Employees’ Provident Fund (EPF) & Employees’ Pension Scheme (EPS): Complete Guide for 2025
- CS Jay Sodani
- May 14
- 3 min read
Updated: May 15
The Employees’ Provident Fund (EPF) and Employees’ Pension Scheme (EPS) are two of the most important social security schemes for salaried employees in India. Managed by the Employees’ Provident Fund Organisation (EPFO), these schemes ensure financial security after retirement and offer multiple benefits for employees and their families.

In this guide, we'll cover everything you need to know about EPF and EPS, including their benefits, contribution structure, withdrawal rules, latest updates, and more.
What is Employees’ Provident Fund (EPF)?
The Employees’ Provident Fund (EPF) is a mandatory retirement savings scheme designed for salaried employees in India. Under this scheme, both employees and employers contribute a fixed percentage of the employee's salary to a provident fund account, which grows over time with interest.
Key Features of EPF:
Eligibility: Mandatory for employees earning up to ₹15,000 per month. Voluntary enrolment is also possible.
Contribution Rate: Both employee and employer contribute 12% of Basic Salary + Dearness Allowance (DA).
Interest Rate: The EPF interest rate is declared annually by the government.
Tax Benefits: Contributions qualify for tax deduction under Section 80C of the Income Tax Act under old regime.
Withdrawals: Partial withdrawals allowed for housing, education, marriage, or medical emergencies.
Universal Account Number (UAN): Ensures portability of EPF accounts across jobs.
What is Employees’ Pension Scheme (EPS)?
The Employees’ Pension Scheme (EPS) is a pension program under EPFO that provides lifelong monthly pension benefits to employees after retirement.
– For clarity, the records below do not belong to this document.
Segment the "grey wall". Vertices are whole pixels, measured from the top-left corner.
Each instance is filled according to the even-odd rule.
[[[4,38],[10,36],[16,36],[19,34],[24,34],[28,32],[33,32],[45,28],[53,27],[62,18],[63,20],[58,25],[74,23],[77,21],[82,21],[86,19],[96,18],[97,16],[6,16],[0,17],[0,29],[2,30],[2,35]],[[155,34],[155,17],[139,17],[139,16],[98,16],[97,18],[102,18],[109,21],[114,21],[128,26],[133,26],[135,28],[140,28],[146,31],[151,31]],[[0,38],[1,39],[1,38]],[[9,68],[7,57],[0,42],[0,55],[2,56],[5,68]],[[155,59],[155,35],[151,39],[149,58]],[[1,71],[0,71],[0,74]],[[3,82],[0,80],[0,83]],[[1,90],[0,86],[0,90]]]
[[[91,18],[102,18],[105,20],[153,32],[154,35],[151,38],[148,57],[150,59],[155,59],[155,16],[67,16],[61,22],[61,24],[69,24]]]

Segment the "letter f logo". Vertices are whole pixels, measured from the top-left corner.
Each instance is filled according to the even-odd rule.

It also covers family members in case of the employee’s death.
Key Features of EPS:
Contribution to EPS: Out of the employer’s 12% EPF contribution, 8.33% goes to EPS (subject to ₹15,000 salary cap, i.e., ₹1,250/month max).
Eligibility for Pension: Requires a minimum of 10 years of service.
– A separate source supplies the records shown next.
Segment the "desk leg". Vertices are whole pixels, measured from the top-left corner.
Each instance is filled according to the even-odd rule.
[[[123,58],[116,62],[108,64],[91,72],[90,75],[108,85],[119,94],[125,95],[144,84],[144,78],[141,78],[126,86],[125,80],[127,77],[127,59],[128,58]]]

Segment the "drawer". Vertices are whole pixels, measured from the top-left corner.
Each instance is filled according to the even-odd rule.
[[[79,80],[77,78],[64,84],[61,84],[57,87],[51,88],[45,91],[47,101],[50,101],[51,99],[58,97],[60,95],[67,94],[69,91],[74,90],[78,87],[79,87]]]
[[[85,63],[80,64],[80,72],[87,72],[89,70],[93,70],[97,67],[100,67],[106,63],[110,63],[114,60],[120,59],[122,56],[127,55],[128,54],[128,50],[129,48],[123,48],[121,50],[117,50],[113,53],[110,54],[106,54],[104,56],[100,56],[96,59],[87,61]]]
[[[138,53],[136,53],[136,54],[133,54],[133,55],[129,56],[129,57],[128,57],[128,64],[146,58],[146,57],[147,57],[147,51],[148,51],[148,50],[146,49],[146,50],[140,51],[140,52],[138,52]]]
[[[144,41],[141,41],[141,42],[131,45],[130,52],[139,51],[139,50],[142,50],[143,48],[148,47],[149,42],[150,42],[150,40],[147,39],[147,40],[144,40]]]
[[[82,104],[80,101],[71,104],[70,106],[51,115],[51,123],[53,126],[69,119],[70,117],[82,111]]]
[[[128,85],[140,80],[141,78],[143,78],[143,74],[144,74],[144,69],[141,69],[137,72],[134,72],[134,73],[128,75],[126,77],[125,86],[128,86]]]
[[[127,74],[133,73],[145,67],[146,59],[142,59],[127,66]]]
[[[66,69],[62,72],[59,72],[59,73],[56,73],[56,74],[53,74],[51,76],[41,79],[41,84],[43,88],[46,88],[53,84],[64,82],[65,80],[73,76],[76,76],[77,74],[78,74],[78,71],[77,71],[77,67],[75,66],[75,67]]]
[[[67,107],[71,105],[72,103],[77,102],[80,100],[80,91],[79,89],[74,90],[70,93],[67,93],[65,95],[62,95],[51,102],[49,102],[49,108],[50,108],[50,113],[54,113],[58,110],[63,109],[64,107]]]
Pensionable Age: Pension starts at 58 years of age.
Family Pension Benefits: Provides monthly pension to nominee/spouse/children after the death of the employee.
Difference Between EPF and EPS
Aspect | EPF | EPS |
Purpose | Retirement corpus accumulation | Monthly pension after retirement |
Contributions | 12% from both employee and employer | 8.33% from employer’s share |
Interest | Annual interest credited | Pension based on formula, no interest |
Withdrawal | Lump-sum after retirement/resignation | Monthly pension post-retirement |
Portability | Fully portable through UAN | Service continuity needed for benefits |
Latest Updates on EPF & EPS (2025)
Higher Pension Option: EPFO has allowed eligible employees to opt for a higher pension based on actual salary, exceeding the ₹15,000 wage ceiling, following Supreme Court directives.
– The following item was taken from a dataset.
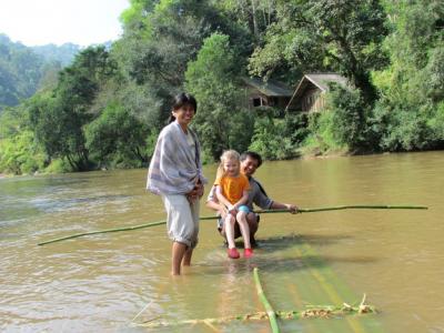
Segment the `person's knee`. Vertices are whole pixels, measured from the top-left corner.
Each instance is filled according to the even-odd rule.
[[[238,214],[236,214],[236,220],[239,221],[239,223],[243,223],[243,222],[246,222],[246,214],[245,214],[245,212],[239,212]]]
[[[234,225],[234,222],[235,222],[235,219],[233,215],[231,215],[231,214],[226,215],[225,223]]]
Digital Services: Enhanced online facilities for EPF balance check, KYC update, claims, and transfer through EPFO Member Portal & UMANG app.
Faster Grievance Redressal: Improved resolution timelines through EPFiGMS platform.
Benefits of EPF and EPS for Employees
Benefits of EPF:
Retirement savings with compounding interest.
Tax benefits under Section 80C.
Financial security in emergencies.
Employer contributions add to long-term wealth.
Benefits of EPS:
Guaranteed monthly pension after retirement.
Family pension for dependents.
Financial protection against loss of income post-retirement.
Challenges & Suggested Reforms
Low EPS Pension Amount: Due to salary caps, EPS pensions remain modest. Reforming contribution limits and enhancing benefits is crucial.
Awareness Gap: Many employees lack clarity on EPS benefits and higher pension options.
Need for Modernization: Simplifying processes and offering more flexibility can improve the attractiveness of these schemes.
Conclusion
The Employees’ Provident Fund (EPF) and Employees’ Pension Scheme (EPS) play a vital role in securing the financial future of India's salaried workforce. While EPF helps build a retirement corpus, EPS ensures a steady income after retirement. Staying informed about these schemes and making optimal use of available options is essential for long-term financial well-being.